Dividends of  $2.5 million and $2.0 million were paid during the first quarter
periods of fiscal 1999 and 1998, respectively.

  The Company has a committed, unsecured $125.0 million revolving line of credit
that expires in December 2002.  At August 31, 1998, there was $65.0 million
outstanding under the facility.  The Company also has a $15.0 million
uncommitted line of credit to fund working capital requirements, under which
there were no amounts outstanding at August 31, 1998.  Management believes that
its current level of cash and borrowing capacity, along with future cash flows
from operations are sufficient to meet the needs of its existing operations and
its planned requirements for the foreseeable future. The Company regularly
evaluates cash requirements for current operations, commitments, development
activities and strategic acquisitions.  The Company may elect to raise
additional funds for these purposes, either through the issuance of additional
debt or equity or otherwise, as appropriate.

                                                                               9

 
YEAR 2000 COMPLIANCE

INTRODUCTION

     The Year 2000 issue is the result of computer programs being written using
two digits rather than four to define the applicable year. Any of the Company's
hardware, software and embedded systems ("computer systems") that have time/
date-sensitive software and hardware may recognize a date using "00" as the year
1900 rather than the year 2000. This could result in a major system failure or
miscalculation. The Company presently believes that, with modification to
existing computer systems, as scheduled, the Year 2000 issue will not pose
significant operational problems for the Company's systems, as so modified and
converted.

     The Company has a Program Office to define, evaluate and conduct audits of
the Company and its progress toward Year 2000 compliance. The Company also has a
Year 2000 Senior Advisory Board comprised of nine members of senior management
and a Year 2000 Task Force comprised of representatives from various departments
from each of the Company's operating subsidiaries. The Task Force is charged
with evaluating the Company's Year 2000 effort and regularly reporting results
to the Program Office. The Senior Advisory Board is charged with evaluating the
progress reported by the Program Office and addressing any issues as they arise.


STATUS OF PROGRESS

     Each of the Company's operating units has conducted an inventory and
assessment of its technology to identify the computer systems that could be
affected by the Year 2000 issue.

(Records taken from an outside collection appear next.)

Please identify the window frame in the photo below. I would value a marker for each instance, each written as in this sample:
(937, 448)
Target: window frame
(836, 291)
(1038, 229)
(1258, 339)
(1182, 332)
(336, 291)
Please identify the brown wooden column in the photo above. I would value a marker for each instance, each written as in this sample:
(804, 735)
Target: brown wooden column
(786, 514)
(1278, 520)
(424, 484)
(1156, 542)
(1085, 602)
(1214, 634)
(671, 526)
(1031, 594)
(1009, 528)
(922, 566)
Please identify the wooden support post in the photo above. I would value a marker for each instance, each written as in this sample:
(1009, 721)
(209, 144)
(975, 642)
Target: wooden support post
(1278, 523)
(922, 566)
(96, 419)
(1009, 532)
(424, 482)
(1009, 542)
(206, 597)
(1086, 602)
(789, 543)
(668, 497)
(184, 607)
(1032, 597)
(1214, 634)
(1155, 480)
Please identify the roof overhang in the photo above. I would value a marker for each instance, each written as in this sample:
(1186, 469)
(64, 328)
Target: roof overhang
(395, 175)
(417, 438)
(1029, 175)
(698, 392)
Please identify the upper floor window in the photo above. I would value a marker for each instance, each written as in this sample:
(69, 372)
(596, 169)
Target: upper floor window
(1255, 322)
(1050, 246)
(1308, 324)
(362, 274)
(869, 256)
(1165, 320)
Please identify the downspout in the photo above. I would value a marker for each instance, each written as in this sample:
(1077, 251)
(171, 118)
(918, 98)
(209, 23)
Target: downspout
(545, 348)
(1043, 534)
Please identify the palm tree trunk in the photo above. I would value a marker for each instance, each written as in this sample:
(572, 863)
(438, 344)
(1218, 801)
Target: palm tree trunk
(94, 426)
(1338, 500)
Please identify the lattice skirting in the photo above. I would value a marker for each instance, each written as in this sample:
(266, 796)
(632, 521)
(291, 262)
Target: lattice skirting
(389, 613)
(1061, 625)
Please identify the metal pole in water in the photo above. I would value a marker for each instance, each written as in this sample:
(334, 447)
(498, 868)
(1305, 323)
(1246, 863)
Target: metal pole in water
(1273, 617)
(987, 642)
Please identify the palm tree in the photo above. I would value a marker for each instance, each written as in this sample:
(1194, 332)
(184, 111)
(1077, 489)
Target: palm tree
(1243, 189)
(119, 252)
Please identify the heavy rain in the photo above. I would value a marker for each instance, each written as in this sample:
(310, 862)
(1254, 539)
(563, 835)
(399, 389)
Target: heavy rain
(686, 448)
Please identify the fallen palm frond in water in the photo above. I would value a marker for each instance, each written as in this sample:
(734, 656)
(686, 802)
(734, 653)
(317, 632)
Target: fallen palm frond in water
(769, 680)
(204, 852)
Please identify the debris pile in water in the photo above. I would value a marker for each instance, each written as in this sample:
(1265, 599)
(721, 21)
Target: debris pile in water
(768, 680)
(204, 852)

The Year 2000 Program Office monitors the
progress of the operating units in their implementation plans to resolve Year
2000 issues, tracks dependencies and provides reports to the Senior Advisory
Board.

     The Task Force members guide the Year 2000 remediation and testing efforts
at their respective locations. The majority of the efforts should meet their
scheduled target dates. However, some of the remediation is ongoing due to the
reliance upon suppliers, vendors and outsourcers for system upgrades, evaluation
and testing. Testing, verification and/or certification with parties external to
NDC is slated for 1999.


COSTS TO ADDRESS

     As it relates to internal computer systems, the Company is incurring
internal staff costs as well as consulting and other expenses related to
infrastructure and facilities enhancements necessary to prepare the systems for
the Year 2000. Given the nature of the Company's ongoing system development
activities throughout our businesses, it is difficult to quantify, with
specificity, all of the costs being incurred to address this issue. A
significant proportion of these costs is not likely to be incremental costs to
the Company, but will represent the redeployment of existing information
technology resources. The Company's employees have performed the majority of the
work performed thus far on the implementation plans. The costs incurred to date
range between $10-15 million, and the estimated costs to complete comprise an
additional $10 million in each of the current and the next fiscal year. These
costs exclude capital expenditure estimates, as the Company is completing its
assessment of all capital requirements. The total cost estimate of the
implementation plan may be revised because the plan is constantly evaluated and
revised as a result of many factors. These factors include but are not limited
to, the results of any phase of the implementation plan, customer requirements,
or recommendations by contractors retained by the Company. The Company does not
expect that the opportunity costs of executing the implementation plan will have
a material effect on the financial condition of the Company or its results of
operations.


                                                                              10


 
RISKS

     The Year 2000 issue creates risk for the Company from unforeseen problems
in its own computer systems and from third parties upon which the Company
relies. Accordingly, the Company is requesting assurances from certain software
vendors from which it has acquired, or from which it may acquire software, that
the software will correctly process all date information at all times. In
addition, the Company is querying certain of its customers and suppliers as to
their progress in identifying and addressing problems that their computer
systems will face in correctly processing date information as the Year 2000
approaches and is reached. The Company is heavily reliant upon customers in the
health care, banking and credit card industries. Failure to appropriately
address the Year 2000 issue by a major customer or supplier or a material
percentage of the smaller customers could have a material adverse effect on the
financial condition and results of operations of the Company. The Company does
not expect any material research and development activities to be delayed due to
the Year 2000 compliance efforts, however if certain initiatives are delayed,
the result could have an adverse effect to the Company.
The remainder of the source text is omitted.